三条市 五十嵐川改修対策室を設置
用地交渉、移転先など所掌
 新潟県三条市は、10月1日、建設部に五十嵐川改修対策室を設置した。

 五十嵐川の改修は、市が7・13水害発生以降、国県に改修を要望し、県が年内の計画策定に向け国との協議を進めている。市では改修推進に向けて、県と協議、調整、改修区域の移転交渉など、専門的に対応する組織として同対策室を設置するもの。

 現段階で、五十嵐川の改修は、渡瀬橋から信濃川との合流点までの4キロを区間として、狭いところで70メートルほどの川幅を、100メートルから110メートルまでに拡幅する。そのため、多くの家屋移転や橋梁の架け替えが必要になる。

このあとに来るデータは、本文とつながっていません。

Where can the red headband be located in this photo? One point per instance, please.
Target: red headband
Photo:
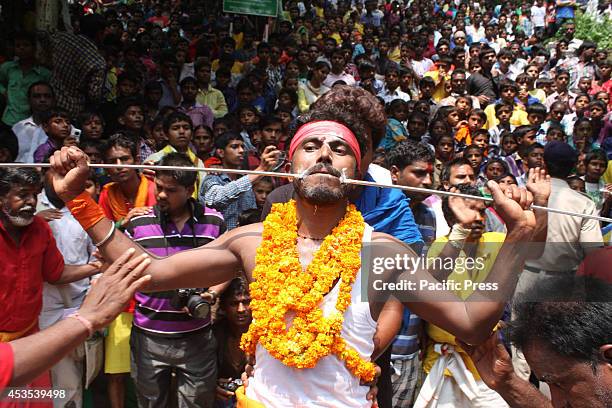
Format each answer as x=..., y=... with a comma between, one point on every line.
x=329, y=128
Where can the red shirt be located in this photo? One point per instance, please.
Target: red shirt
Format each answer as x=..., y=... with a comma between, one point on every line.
x=23, y=269
x=6, y=365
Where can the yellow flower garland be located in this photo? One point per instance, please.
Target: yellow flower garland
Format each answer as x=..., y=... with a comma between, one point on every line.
x=280, y=285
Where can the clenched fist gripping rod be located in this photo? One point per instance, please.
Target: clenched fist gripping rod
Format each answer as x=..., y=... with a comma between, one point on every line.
x=344, y=180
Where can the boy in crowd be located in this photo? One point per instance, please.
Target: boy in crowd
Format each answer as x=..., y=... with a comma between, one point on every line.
x=56, y=125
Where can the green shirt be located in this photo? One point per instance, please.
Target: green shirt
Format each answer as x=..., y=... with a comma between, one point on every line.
x=14, y=84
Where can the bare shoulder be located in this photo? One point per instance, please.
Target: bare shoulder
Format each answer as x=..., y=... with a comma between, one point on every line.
x=241, y=235
x=389, y=241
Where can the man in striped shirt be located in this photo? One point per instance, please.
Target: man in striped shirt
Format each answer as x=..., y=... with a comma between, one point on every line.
x=166, y=339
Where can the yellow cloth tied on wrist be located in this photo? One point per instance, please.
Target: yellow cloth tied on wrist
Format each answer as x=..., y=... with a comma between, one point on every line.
x=245, y=402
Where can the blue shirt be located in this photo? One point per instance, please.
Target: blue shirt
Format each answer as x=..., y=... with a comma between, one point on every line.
x=406, y=343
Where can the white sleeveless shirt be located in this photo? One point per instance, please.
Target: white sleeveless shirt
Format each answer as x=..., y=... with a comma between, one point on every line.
x=329, y=383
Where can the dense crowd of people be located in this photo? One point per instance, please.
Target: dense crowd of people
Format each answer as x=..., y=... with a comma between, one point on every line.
x=451, y=94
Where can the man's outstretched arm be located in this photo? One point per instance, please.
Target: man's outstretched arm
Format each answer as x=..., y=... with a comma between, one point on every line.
x=214, y=263
x=472, y=320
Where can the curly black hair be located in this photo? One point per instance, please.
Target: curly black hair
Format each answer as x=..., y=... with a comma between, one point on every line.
x=572, y=316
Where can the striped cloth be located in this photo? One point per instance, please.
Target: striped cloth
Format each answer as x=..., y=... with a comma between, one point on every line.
x=160, y=236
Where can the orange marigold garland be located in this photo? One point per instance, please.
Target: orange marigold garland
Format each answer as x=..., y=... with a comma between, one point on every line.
x=281, y=286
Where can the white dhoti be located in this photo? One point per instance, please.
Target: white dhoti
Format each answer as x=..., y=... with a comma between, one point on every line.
x=460, y=390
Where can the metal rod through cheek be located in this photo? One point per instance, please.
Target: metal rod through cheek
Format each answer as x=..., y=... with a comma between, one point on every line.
x=292, y=175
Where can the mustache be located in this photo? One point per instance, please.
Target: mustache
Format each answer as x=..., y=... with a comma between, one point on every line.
x=322, y=166
x=27, y=209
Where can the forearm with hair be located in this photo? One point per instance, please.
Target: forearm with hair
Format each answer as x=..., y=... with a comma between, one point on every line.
x=484, y=312
x=39, y=352
x=73, y=273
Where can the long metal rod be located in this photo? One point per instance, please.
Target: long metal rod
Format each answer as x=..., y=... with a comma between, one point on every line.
x=292, y=175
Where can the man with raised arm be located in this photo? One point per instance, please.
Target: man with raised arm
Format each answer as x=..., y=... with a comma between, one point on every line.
x=304, y=264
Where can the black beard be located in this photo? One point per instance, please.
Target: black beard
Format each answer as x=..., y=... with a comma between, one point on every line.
x=321, y=193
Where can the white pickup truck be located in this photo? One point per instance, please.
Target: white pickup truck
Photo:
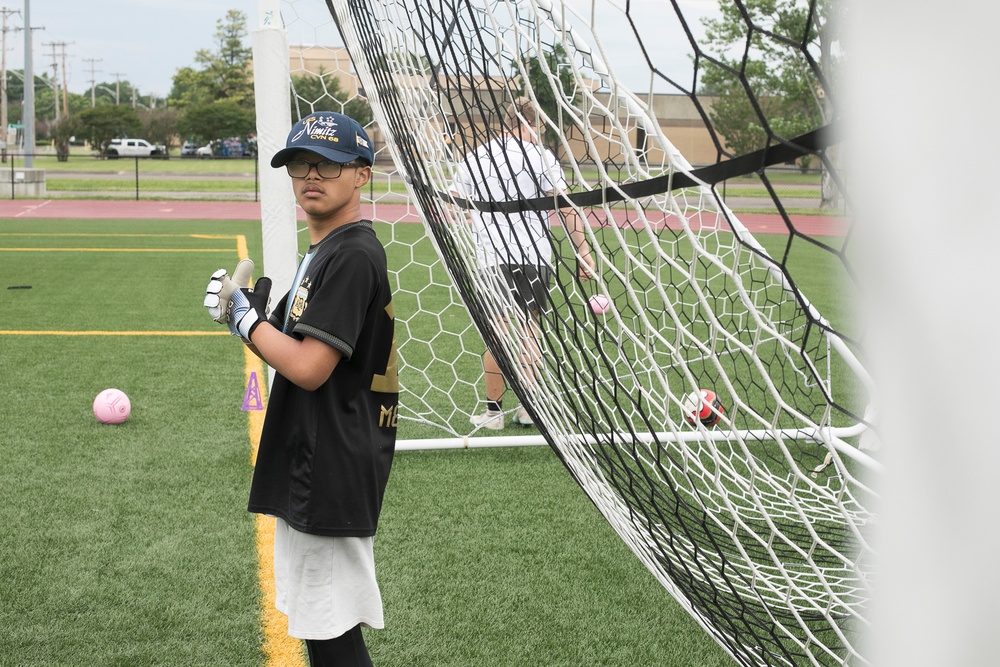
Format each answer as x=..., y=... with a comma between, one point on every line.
x=133, y=148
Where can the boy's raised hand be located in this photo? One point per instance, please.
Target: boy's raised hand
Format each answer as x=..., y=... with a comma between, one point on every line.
x=221, y=287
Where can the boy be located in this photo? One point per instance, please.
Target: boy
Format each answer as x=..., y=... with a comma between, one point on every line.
x=330, y=429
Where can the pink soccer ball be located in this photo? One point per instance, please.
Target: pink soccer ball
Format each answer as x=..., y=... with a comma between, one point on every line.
x=112, y=406
x=599, y=304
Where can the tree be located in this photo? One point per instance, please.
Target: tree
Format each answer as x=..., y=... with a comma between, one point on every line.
x=545, y=90
x=61, y=133
x=160, y=125
x=225, y=118
x=321, y=92
x=226, y=72
x=101, y=124
x=764, y=63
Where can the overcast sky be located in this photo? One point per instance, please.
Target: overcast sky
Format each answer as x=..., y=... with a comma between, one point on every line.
x=146, y=41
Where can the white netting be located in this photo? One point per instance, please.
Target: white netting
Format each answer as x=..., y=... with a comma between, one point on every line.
x=758, y=525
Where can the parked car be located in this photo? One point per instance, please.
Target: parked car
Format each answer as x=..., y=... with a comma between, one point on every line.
x=133, y=148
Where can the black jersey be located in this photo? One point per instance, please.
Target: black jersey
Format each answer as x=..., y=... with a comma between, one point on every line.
x=325, y=455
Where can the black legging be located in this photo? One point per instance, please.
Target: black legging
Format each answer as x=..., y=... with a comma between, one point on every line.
x=347, y=650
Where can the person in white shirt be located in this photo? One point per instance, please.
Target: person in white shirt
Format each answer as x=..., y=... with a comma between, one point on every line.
x=514, y=167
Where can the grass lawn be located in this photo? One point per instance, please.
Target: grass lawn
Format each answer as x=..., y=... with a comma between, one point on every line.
x=130, y=545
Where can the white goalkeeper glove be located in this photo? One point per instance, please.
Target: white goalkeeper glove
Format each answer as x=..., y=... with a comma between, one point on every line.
x=221, y=287
x=248, y=308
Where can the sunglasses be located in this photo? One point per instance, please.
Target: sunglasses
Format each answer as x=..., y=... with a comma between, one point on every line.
x=325, y=168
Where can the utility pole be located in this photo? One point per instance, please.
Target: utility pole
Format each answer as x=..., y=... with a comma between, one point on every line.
x=118, y=85
x=65, y=97
x=29, y=90
x=93, y=79
x=3, y=82
x=55, y=76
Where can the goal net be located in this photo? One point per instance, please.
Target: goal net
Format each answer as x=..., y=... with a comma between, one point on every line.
x=754, y=514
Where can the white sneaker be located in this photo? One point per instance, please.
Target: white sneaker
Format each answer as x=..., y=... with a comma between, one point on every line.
x=489, y=419
x=522, y=418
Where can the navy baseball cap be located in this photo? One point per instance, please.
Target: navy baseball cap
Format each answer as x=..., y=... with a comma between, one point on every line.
x=332, y=135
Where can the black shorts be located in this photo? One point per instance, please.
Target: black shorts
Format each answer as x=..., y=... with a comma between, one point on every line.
x=529, y=284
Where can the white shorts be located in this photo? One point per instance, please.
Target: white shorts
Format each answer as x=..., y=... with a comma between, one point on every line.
x=325, y=585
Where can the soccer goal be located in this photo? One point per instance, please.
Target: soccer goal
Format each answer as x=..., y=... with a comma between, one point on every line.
x=752, y=511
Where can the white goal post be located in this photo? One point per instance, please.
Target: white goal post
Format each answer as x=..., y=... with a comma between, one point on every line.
x=756, y=520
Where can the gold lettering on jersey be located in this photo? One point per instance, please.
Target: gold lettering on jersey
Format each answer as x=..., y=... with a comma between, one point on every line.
x=387, y=416
x=300, y=300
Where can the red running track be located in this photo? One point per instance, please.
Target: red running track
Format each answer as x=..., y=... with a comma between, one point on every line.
x=18, y=209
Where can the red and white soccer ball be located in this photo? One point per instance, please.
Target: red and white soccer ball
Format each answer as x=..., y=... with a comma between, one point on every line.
x=112, y=406
x=599, y=304
x=698, y=406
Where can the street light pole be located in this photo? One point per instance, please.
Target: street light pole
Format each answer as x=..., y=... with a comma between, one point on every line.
x=29, y=91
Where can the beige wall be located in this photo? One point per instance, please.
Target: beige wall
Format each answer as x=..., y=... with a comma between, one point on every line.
x=677, y=115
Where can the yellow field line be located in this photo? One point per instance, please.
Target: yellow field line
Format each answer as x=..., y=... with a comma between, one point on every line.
x=116, y=250
x=10, y=332
x=113, y=235
x=279, y=649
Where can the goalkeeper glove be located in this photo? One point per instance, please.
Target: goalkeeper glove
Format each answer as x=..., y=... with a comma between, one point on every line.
x=220, y=289
x=248, y=308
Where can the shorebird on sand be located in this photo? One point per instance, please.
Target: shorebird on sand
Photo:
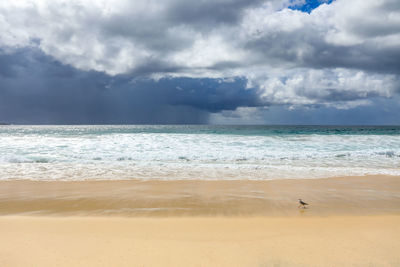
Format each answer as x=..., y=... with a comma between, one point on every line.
x=302, y=204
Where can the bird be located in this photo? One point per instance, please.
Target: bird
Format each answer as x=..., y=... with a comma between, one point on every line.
x=302, y=203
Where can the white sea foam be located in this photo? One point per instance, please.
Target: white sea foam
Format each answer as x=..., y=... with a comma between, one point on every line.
x=80, y=154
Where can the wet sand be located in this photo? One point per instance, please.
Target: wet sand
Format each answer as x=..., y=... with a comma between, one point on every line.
x=332, y=196
x=352, y=221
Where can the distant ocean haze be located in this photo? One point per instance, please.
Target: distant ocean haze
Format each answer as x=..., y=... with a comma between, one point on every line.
x=196, y=152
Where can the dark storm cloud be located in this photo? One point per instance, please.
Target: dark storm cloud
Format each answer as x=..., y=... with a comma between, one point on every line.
x=37, y=89
x=159, y=62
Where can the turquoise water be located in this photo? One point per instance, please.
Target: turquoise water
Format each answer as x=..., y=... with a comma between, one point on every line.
x=196, y=152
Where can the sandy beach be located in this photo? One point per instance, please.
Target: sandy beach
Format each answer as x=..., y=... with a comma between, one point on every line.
x=351, y=221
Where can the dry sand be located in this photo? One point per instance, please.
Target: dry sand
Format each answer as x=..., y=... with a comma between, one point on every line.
x=256, y=241
x=353, y=221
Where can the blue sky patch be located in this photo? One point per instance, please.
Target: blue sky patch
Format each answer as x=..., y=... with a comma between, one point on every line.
x=308, y=5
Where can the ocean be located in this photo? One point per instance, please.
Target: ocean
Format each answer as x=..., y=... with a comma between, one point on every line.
x=207, y=152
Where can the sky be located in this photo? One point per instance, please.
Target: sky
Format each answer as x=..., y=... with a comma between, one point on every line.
x=200, y=61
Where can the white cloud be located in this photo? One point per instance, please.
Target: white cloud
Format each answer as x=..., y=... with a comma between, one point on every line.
x=341, y=53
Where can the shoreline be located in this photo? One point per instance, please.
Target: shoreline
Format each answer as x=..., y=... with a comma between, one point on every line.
x=350, y=222
x=365, y=195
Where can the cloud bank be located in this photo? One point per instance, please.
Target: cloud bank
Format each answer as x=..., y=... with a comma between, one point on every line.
x=254, y=55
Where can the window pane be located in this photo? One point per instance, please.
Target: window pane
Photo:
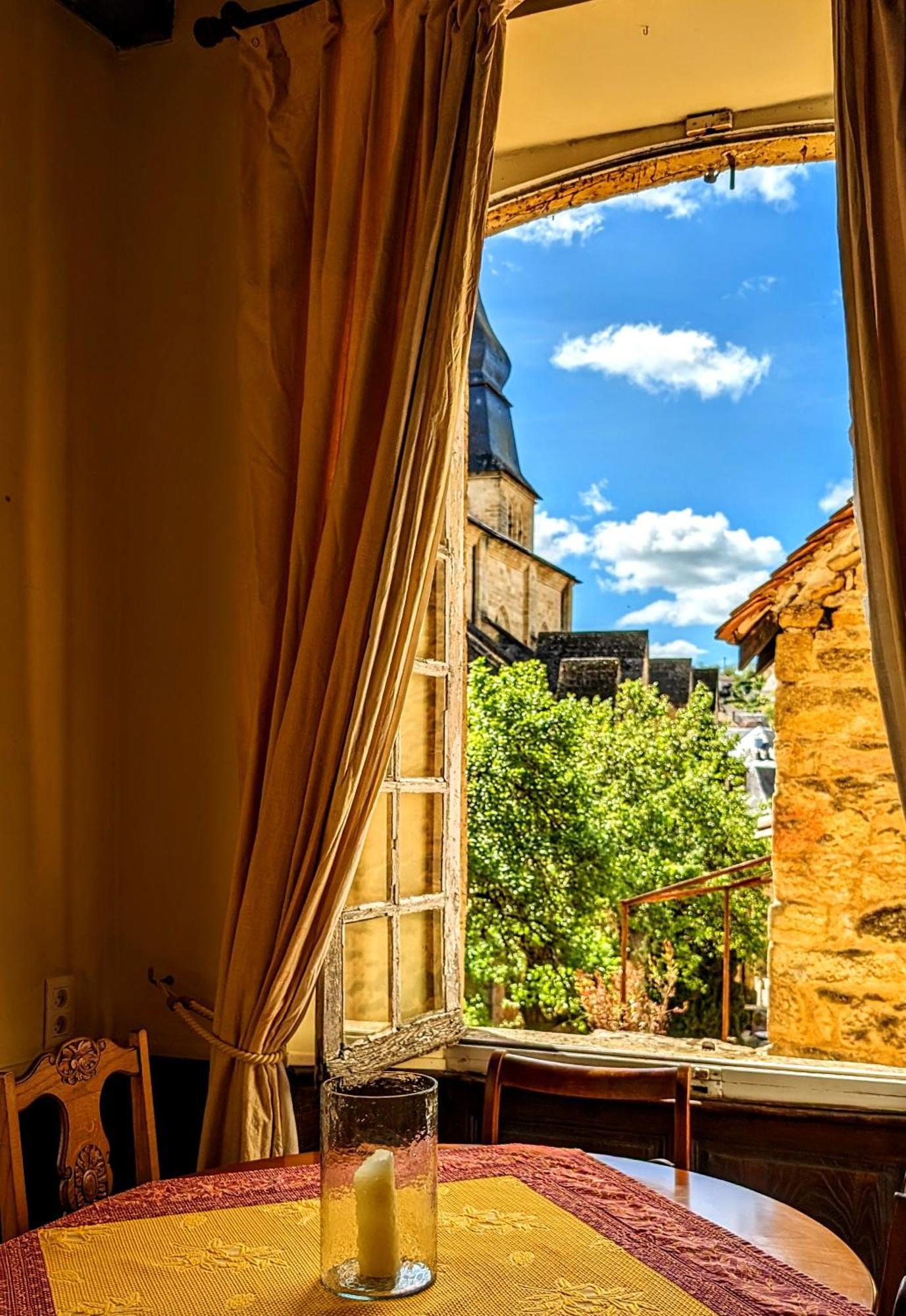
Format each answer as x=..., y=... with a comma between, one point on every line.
x=420, y=835
x=431, y=642
x=420, y=963
x=422, y=728
x=366, y=977
x=372, y=881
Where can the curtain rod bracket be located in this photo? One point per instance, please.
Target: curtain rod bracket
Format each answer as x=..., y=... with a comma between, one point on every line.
x=234, y=19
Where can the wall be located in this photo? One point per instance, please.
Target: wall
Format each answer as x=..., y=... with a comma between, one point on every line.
x=119, y=511
x=838, y=972
x=59, y=586
x=514, y=589
x=180, y=489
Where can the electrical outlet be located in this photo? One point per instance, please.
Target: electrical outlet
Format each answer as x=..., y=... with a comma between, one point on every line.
x=59, y=1010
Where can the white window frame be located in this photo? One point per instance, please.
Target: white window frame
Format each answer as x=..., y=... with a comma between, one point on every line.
x=407, y=1040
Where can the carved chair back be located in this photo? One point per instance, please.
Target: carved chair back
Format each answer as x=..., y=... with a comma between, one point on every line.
x=894, y=1261
x=605, y=1085
x=74, y=1077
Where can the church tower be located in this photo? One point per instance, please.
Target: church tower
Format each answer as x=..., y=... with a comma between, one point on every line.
x=514, y=594
x=499, y=495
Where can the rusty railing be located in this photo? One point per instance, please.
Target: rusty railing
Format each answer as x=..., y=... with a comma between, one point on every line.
x=688, y=890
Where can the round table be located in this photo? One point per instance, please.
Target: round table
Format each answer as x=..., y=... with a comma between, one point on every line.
x=770, y=1226
x=773, y=1227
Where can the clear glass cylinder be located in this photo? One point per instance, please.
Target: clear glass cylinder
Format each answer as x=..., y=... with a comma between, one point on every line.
x=380, y=1186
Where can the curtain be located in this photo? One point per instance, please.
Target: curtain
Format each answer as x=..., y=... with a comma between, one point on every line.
x=870, y=149
x=368, y=147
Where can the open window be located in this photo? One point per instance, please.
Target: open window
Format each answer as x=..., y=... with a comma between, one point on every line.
x=393, y=978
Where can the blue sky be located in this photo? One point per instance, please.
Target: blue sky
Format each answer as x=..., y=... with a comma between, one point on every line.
x=680, y=392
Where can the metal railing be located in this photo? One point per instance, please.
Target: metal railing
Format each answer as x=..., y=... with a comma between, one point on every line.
x=689, y=890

 同対策室の具体的な所掌事務としては(1)関係機関、関係者との協議または連絡調整に関すること(2)用地交渉に関すること(3)代替用地等移転先に関すること、などとしている。

 また、9月23日の市議会総務文教常任委員協議会で示された資料によれば、設置の趣旨は「平成16年7月13日、梅雨前線がもたらした未曾有の豪雨により、予想だにしなかった五十嵐川の堤防決壊という最悪の事態を招き、嵐南地区を中心に過去経験したことのない甚大な被害が生じた。今回のような大災害が今後2度と発生することなく、市民が早急に五十嵐川の抜本的な改修を進める必要がある。新潟県の対応として、8月10日に三条土木事務所内に災害復旧課が設置され、年内の五十嵐川改修計画策定に向けて検討中であることから、本市においても災害復旧事業による改修等に対応する組織として五十嵐川改修対策室を設置するもの」とある。